Scandale des impayés de certains politiciens libanais à l’Electricité du Liban (1re partie)
Statut Facebook, 17 septembre 2015

Et l’on s’étonne encore que les choses ne changent pas vraiment au ‪‎Liban. Il y a deux jours, un juge libanais a eu le courage dordonner à lElectricité du Liban, de couper le courant électrique qui alimente les domiciles et les bureaux de dizaines de personnalités libanaises, à cause de leurs impayés, 600 000 $ au total. Inutile de préciser que ce n'est qu'une goutte d'eau par rapport à la dette abyssale du pays du Cèdre, qui s'élève à 67 milliards $. Toujours est-il qu'aujourd’hui, toute la presse en parle avec une langue de bois digne de la classe politique elle-même ! Une brève recherche m’a permis de constater que l’info est rapportée par tout le monde mais que l’écrasante majorité des médias libanais n’ont pas publié les noms des fautifs. L’anonymat et la discrétion rendent bien des services. En tout cas, le quotidien Addiyar fait exception. Dans cette black-list, on y trouve des hommes politiques, des députés, des ex-députés, des ex-ministres et deux cerises sur le gâteau, une star de la chanson et un toubib star. Je vous propose ma sélection, classement crescendo :

- Mohsen Dalloul, ex-député et ex-ministre, grande figure de la collaboration avec l’occupant syrien, qui s’est engraissée pendant l’occupation syrienne du Liban. Il doit seulement 5 300 $ à l’EDL, à qui il interdit l’inspection de ses compteurs. Ah, ça c’est louche.

- Ghazi Zeatir, ministre à plusieurs reprises, actuellement ministre des Travaux publics et des Transports, député since 1996 (bloc Berri). Il doit 7 300 $ à EDL.

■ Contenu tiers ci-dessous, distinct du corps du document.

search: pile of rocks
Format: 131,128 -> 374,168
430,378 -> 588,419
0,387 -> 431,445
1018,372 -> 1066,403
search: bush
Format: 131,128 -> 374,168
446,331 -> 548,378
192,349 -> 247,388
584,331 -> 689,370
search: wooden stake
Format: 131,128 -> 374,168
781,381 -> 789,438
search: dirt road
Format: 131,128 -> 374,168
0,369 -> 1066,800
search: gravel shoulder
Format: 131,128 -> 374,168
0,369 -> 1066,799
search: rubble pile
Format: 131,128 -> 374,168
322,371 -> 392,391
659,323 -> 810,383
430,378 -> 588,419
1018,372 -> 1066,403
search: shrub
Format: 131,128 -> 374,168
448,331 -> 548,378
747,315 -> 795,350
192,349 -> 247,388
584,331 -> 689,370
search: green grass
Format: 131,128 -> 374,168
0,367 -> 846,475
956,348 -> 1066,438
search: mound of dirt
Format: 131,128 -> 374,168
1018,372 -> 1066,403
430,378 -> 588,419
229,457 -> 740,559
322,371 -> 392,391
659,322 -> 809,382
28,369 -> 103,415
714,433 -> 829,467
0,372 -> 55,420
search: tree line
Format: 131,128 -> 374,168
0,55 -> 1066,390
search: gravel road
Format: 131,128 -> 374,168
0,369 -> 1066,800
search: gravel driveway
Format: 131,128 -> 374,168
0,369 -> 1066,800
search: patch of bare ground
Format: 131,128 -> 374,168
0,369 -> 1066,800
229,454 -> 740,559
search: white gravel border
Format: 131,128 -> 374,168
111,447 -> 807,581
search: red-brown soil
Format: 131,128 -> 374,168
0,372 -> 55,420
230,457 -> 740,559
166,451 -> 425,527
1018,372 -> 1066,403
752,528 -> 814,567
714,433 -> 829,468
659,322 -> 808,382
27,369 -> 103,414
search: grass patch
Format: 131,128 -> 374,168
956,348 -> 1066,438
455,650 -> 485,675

- Mohammad Kabbani, député (Futur), since 1992 (avec un petit trou entre 1996 et 2000). Il doit 10 000 $ à l’EDL. Avant que je n’oublie, MK est président de la commission parlementaire des Travaux publics, des Transports, de l’Energie et de l’Eau, since 2000. Il est quand même favorable à la dénonciation des mouhmilinn, lui compris.

- Abdel Latif el-Zein, député since 1962 (bloc Berri encore). Oui vous avez bien lu, non je n’ai pas fait d’erreur de frappe, c’est bel et bien since 1962 ! ALEZ doit à EDL, la modique somme de 14 000 $, ce qui représente un peu plus que le salaire d’un mois de travail. Inutile de s’étendre sur le dur labeur du député libanais ! Au passage, depuis 1962, le doyen des députés libanais a reçu 636 fiches de paie. Ça fait rêver.

- Melhem Barakat, le chanteur, doit 18 000 $ à EDL. Tiens, je suus curieux de savoir, combien de réveillons ou de fractions de réveillons cela représente ?

- Sami el-Khatib, le célèbre Sami el-Khatib lui-même. Pour info, c’est un ex-officier des Renseignements de l’armée libanaise (suspendu de ses fonctions pendant un temps, pour ingérence politique, restriction des libertés et gaspillage de l’argent public), un ex-officier des Forces de dissuasion arabe (qowat elrade3 el3arabiya, smallah!), réfugié politique chez les Assad (jusqu’en 1982), ex-commandant de la branche dissidente de l’armée libanaise à l’époque du commandement de Michel Aoun (1989), ex-ministre de l’Intérieur et ex-député du Parlement à l’époque de la Terreur syrienne au Liban (1992-2004). Il doit 39 000 $ à EDL. Bon, faut pas faire tout un plat BB, certains ont vraiment des fins de mois difficiles !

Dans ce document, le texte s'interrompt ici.